Ambra et al. stated that some conclusions drawn by Du Laing et al. [3] were not supported by the statistical analysis. However, Ambra et al. focused only on the absence or presence of statistical significance at the 0.05 level (as presented in bold in Table 2), whereas Du Laing et al. also took the p-values, as well as the differences in means between the groups, into account when evaluating effects and differences between the groups. The statistical methods used by Du Laing et al. were very conservative, suited to the limited numbers of subjects within the subgroups.

The absence of data on the length of hospital stays and information on vaccination status is also criticized by Ambra et al., but these data were available upon request, as stated in the Data Availability Statement at the end of the paper. However, Ambra et al. never requested these data from the corresponding author. Confusion on vaccination status is attributed by Ambra et al. to ethics having been approved in March 2021, which is incorrect; Du Laing et al. clearly stated that ethics approval was given in March 2020 (see the Institutional Review Board Statement included in the paper).

Ambra et al. furthermore stated, “All non-survivors displayed a strong selenium deficit ([Se] < 55.2 µg/L) already at hospital admission is denied by Figure 2, which shows that at least two of the patients who died at the end of the study had, at admission, a selenium concentration over this amount”. However, Du Laing et al. clearly stated that all non-survivors displayed selenium levels below the threshold for moderate Se deficiency (<70 µg/L), so not 55.2 µg/L. Furthermore, Ambra et al. subsequently claim that the selenium thresholds used in the paper were unclear. Du Laing et al. did indeed use several thresholds in the first part of the text, including existing thresholds reported in the literature, but afterwards selected a new threshold when developing their own model (presented in their Table 4). However, the thresholds used when evaluating selenium or zinc deficiency/sufficiency were always clarified, as can be seen in the text, footnotes, and captions of the tables and figures in the Du Laing paper.

Ambra et al. criticized the fact that Du Laing et al. reported 10 deaths out of 73 patients “instead of 79”. However, the text explained that five patients from the 79 enrolled in study 1 were transferred to another facility, and one patient was still hospitalized at the end of the study period. These six patients were not included when evaluating mortality.

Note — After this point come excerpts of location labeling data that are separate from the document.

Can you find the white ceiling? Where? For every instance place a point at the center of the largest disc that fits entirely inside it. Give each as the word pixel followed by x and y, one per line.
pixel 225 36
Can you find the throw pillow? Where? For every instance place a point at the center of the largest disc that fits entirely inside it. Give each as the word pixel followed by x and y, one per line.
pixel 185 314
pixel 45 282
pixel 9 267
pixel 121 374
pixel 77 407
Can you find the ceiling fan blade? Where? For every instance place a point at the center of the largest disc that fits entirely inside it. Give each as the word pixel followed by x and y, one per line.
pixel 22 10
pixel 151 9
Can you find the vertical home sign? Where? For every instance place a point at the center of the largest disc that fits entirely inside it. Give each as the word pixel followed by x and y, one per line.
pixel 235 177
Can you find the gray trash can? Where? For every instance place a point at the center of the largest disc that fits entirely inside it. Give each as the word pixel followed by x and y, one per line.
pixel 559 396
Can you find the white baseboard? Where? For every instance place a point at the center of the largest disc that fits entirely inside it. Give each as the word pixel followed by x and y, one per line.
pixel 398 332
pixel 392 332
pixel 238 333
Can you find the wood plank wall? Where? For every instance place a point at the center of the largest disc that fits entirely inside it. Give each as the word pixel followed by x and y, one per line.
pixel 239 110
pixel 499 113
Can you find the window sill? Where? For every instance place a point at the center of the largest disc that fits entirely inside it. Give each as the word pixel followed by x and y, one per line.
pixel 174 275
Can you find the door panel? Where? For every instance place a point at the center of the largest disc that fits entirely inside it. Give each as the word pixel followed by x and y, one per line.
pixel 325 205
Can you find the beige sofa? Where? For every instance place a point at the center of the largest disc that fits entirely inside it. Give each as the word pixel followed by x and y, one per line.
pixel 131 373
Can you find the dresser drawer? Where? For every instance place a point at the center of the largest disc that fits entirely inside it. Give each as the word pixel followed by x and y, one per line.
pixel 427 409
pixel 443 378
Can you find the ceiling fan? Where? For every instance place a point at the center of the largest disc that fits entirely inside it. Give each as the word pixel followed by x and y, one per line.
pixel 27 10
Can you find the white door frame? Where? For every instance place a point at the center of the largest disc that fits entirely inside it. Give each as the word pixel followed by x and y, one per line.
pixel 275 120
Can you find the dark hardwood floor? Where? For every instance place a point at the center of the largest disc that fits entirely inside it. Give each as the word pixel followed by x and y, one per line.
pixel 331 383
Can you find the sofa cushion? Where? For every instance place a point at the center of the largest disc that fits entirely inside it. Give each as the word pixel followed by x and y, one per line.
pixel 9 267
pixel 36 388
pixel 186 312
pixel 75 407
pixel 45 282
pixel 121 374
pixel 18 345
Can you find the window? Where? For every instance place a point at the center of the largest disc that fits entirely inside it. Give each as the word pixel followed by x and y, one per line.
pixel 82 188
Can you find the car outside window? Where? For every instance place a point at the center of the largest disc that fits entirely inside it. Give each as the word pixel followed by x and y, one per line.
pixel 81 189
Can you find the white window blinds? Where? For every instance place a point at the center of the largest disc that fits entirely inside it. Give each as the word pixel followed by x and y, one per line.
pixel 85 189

Perhaps we should be asking whether the question the authors asked—Could Selenium Supplementation Prevent COVID-19?—is even a reasonable question. It does not adequately reflect our understanding of the effect of selenium on viruses. On the assumption that Ambra et al. mean COVID-19 infection in their title, we acknowledge that selenium supplementation does not have a sufficient direct antiviral effect to prevent infection, but tends to act by decreasing the harmful effects of the virus on the host. So it does not necessarily prevent infection but rather decreases the severity and mortality resulting from the infection. The expectation that selenium must have antiviral and preventive effects risks throwing out the baby with the bath water, because it does not place sufficient value upon virus–host interaction as the cause of pathogenic effects. In that regard, it is important to put the clinical correlations between dietary selenium status and COVID-19 outcomes in the context of evidence regarding the effects of SARS-CoV-2 infection on host selenoprotein status and mechanisms, which include disruption to the biosynthesis and endogenous levels of certain selenoproteins in the host [8,9,10]. Such results suggest that the importance of Se in COVID-19 is not due simply to effects on overall selenoprotein expression, but that the virus is targeting the unique biochemistry of specific selenoproteins, independently of the dietary hierarchy. This highlights the urgency of continued investigation into the roles of selenium in COVID-19 and the irresponsibility of a cavalier dismissal of the evidence for its importance.

We have commented on this review because it purports to assess the whole area of selenium and COVID-19 and because not to do so would allow readers to maintain a misunderstanding of the validity of much of the original, robust data provided by the current authors.